The All of Us Research Program is an example of using cloud computing to facilitate the application of genomics in health care. This program plans to provide a resource of genomic and phenotypic data of at least 1 million people, most of whom are from backgrounds underrepresented in biomedical research. The goal of the All of Us Research Program is to create a resource of health questionnaires, electronic health record data, physical measurements, and both digital data and biospecimens for a variety of applications including characterizing natural histories of diseases, identifying disease risk factors, and revealing new biomarkers. The design of the program should mitigate the small sample sizes and lack of diversity in many genomic data sets that limit medical discovery (62). While the intention is not directly for the diagnosis of rare and/or undiagnosed disease, study participants will have the option of learning about pharmacogenomic findings as well as actionable, highly penetrant, disease-causing variants (62).
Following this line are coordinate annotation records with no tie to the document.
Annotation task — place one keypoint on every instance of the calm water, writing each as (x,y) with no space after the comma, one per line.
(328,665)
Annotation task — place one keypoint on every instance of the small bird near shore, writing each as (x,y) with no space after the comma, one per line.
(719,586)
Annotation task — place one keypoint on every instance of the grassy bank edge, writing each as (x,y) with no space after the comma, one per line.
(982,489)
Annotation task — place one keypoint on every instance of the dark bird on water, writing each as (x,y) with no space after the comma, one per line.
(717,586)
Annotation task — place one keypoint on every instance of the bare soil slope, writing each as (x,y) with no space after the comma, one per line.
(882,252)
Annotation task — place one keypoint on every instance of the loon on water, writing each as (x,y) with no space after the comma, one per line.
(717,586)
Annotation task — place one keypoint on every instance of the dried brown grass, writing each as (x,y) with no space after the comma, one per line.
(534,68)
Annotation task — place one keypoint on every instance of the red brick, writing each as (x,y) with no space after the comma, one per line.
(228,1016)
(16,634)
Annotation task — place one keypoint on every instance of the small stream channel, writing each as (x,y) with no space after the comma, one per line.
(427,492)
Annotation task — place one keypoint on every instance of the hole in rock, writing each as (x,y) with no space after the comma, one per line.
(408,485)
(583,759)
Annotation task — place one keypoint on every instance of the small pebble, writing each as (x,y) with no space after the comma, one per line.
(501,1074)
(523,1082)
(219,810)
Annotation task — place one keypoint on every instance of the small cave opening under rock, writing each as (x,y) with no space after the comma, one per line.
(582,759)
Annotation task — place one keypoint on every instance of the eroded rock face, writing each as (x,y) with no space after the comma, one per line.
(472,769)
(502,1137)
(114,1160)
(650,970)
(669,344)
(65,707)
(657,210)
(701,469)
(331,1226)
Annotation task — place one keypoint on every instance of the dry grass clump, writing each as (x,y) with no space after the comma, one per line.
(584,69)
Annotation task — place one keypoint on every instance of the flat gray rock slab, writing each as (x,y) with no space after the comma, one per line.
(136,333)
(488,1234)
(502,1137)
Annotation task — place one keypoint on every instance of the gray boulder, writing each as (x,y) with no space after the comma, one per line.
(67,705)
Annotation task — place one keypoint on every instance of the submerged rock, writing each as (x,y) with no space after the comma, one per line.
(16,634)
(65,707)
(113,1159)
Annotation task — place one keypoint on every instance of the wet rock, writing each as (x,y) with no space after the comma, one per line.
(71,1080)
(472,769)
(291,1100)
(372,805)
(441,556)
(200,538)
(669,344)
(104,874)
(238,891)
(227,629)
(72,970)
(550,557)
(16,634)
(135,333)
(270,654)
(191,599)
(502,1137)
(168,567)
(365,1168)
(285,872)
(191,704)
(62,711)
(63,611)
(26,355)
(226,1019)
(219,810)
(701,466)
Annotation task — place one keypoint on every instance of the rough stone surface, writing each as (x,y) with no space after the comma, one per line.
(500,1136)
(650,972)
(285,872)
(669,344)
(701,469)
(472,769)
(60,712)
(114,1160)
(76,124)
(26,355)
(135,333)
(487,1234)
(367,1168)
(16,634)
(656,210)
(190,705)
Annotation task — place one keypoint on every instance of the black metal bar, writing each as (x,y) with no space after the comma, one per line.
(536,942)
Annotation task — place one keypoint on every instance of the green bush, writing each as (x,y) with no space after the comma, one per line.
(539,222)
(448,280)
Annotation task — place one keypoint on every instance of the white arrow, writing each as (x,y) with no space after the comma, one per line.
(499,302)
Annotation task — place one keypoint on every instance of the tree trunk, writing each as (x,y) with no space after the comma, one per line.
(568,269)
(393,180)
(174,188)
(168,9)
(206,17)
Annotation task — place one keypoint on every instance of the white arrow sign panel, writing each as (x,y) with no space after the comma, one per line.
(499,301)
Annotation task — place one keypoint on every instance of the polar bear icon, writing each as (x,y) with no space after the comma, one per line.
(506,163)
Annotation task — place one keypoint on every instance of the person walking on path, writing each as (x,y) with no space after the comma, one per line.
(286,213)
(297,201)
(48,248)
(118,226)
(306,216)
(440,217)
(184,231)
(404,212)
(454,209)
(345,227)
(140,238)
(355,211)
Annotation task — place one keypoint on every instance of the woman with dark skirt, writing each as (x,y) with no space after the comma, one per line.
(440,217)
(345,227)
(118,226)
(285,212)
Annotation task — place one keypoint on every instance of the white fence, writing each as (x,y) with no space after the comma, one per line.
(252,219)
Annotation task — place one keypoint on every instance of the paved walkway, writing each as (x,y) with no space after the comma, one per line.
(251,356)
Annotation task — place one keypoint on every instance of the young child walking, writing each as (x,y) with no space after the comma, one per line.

Sequencing critically ill pediatrics patients. Much of this Review has discussed the application of genetic testing to improve the diagnostic rate in patients for whom there is a concern regarding an underlying genetic disorder. However, critically ill patients, who may not yet present the classic signs or symptoms of a rare and unfamiliar genetic disorder, present another opportunity for the application of NGS to detect an undiagnosed genetic disease. Many severe genetic conditions present in the neonatal period or in early childhood, but the onset of characteristic signs and symptoms is delayed because they are age dependent. Multiple studies of the utility of NGS in critically ill neonates have shown increased diagnostic rates, decreased costs associated with hospitalization, changes in management, and increased patient and family satisfaction. Studies that obtained NGS on critically ill pediatric patients with concerns regarding an underlying genetic disorder yielded diagnostic rates of 21% to 58% depending on patient selection, year the study was conducted, and NGS methodology (63–72). These studies defined clinical utility as changes in medical or surgical management, testing family members for related genotypes or phenotypes, informing recurrence risk, suggesting a potential pharmaceutical, and/or involving palliative care. They reported that, in 21%–83% of cases, NGS led to a change in management regardless of whether a diagnosis was made (63–68, 70–72). For those patients in whom there was a suspicion of a genetic disease, studies showed that either ES or GS yielded an increased diagnostic rate when compared with gene panel alone or standard genetic testing approaches: 58% with trio-based ES versus 12.5%–25% with gene panels (64), 57% with ES versus 13.75% with standard approaches (66), and 57% with GS versus 9% with standard approaches (70). The Newborn Sequencing in Genomic Medicine and Public Health randomized controlled trial 1 (NSIGHT1) was a program that tested the hypothesis that rapid GS “increased the proportion of [critically ill] infants receiving a genetic diagnosis within 28 days.” NSIGHT1 was terminated early because GS demonstrated an obvious clinical benefit compared with the standard approaches (73). Finally, one study showed that, in patients with a low suspicion of an underlying genetic disorder, NGS achieved a genetic diagnosis in 53% of their cases (71).